I like these designs. The four elevators at Newtonville seem reasonable to me -- those platforms are looooooong and it seems unreasonable to ask someone approaching the station (say) from the east to walk alllllllll the way down to the other end of the station to access the elevator.

I also find these designs encouraging, because they seem to be future-proofed for a future where there is RER service on the corridor (where it would do extremely well). These currently are "small" stations, but they really shouldn't be -- it's only because of the single platforms and the Fram/Wor's numerous other challenges that they get so little service.
 
I like these designs.
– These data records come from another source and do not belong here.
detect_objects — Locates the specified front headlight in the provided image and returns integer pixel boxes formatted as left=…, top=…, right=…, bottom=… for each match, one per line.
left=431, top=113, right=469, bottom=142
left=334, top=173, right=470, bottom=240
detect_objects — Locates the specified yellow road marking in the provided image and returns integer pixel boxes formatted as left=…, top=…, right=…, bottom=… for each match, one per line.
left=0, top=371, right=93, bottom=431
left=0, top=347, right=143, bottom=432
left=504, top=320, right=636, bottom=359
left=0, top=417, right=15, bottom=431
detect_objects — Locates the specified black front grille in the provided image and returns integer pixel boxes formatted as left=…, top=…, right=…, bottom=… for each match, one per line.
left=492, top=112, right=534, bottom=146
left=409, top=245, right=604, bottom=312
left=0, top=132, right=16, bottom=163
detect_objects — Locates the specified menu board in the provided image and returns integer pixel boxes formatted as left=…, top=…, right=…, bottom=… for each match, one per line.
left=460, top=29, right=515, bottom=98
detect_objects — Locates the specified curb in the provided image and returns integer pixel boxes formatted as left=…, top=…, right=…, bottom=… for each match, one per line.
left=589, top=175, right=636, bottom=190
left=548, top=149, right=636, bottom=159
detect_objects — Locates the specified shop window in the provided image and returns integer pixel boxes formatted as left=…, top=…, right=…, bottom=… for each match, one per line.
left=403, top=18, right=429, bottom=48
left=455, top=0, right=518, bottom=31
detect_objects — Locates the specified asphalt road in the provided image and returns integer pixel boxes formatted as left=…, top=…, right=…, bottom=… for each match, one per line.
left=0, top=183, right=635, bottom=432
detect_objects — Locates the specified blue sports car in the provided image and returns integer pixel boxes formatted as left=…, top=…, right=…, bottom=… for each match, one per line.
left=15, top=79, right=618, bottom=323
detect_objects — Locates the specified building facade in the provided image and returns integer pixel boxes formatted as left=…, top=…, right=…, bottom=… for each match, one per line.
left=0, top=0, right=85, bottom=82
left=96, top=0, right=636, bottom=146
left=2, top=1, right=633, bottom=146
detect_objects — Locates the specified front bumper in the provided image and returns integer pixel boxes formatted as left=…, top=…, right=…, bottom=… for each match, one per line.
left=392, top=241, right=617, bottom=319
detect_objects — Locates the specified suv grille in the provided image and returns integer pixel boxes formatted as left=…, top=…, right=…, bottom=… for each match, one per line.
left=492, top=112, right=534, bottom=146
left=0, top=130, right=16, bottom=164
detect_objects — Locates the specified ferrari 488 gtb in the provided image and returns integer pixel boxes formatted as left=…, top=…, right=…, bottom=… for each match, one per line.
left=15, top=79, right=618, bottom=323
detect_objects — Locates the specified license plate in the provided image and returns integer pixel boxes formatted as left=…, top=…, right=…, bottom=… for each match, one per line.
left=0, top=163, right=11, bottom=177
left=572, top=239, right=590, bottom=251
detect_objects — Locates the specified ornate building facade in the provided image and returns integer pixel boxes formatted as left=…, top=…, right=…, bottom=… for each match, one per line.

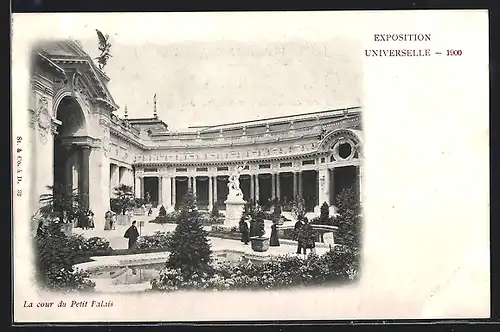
left=29, top=41, right=363, bottom=230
The four elevators at Newtonville seem reasonable to me -- those platforms are looooooong and it seems unreasonable to ask someone approaching the station (say) from the east to walk alllllllll the way down to the other end of the station to access the elevator.

Counter argument for Newtonville - why not just a ramp down from Harvard St? (like the existing stairs) Anyone walking from the east is walking the same distance whether they walk down a long ramp and platform or if they walk another 500ft on Washington and *then* enter the station (at the eastern headhouse in this plan). There's virtually no one who will walk a longer distance given very few people to the north with the way the street grid is. (and anyone from the South is already coming over the Harvard St bridge).
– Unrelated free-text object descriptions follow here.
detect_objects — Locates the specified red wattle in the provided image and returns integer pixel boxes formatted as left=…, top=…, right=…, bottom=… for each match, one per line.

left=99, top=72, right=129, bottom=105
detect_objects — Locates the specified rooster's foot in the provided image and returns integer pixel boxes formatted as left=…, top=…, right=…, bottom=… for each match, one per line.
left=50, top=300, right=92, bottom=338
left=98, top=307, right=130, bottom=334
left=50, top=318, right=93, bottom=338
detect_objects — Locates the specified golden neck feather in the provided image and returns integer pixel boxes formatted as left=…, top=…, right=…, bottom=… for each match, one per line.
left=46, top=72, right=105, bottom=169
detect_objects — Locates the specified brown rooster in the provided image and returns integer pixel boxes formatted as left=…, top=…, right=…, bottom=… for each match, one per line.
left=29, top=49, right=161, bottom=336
I see pretty much zero benefit to the 2nd headhouse vs ramps and a long walkway/platform.
 
Counter argument for Newtonville - why not just a ramp down from Harvard St? (like the existing stairs) Anyone walking from the east is walking the same distance whether they walk down a long ramp and platform or if they walk another 500ft on Washington and *then* enter the station (at the eastern headhouse in this plan). There's virtually no one who will walk a longer distance given very few people to the north with the way the street grid is. (and anyone from the South is already coming over the Harvard St bridge).

Long ramps are poor for actual accessibility - they require far more physical effort than the equivalent flat distance plus elevator, they have the risk of accidentally rolling a long distance, and slopes are particularly difficult for some folks (balance issues among others). It's fine to have them in parallel to an elevator for general use (if the geometry means they're more convenient than just stairs), but they should not be used alone.
 
Maybe they should just move the Newtonville platform in the middle.

I also find these designs encouraging, because they seem to be future-proofed for a future where there is RER service on the corridor (where it would do extremely well). These currently are "small" stations, but they really shouldn't be -- it's only because of the single platforms and the Fram/Wor's numerous other challenges that they get so little service.

It is a low density residential area that's also super rich. They aren't using the CR to go to a theoretical job in Framingham - they are driving. The single platform would be more than okay if it wasn't for the switch issue and of course the accessibility. But doing two platforms isn't going to move the ridership needle at all.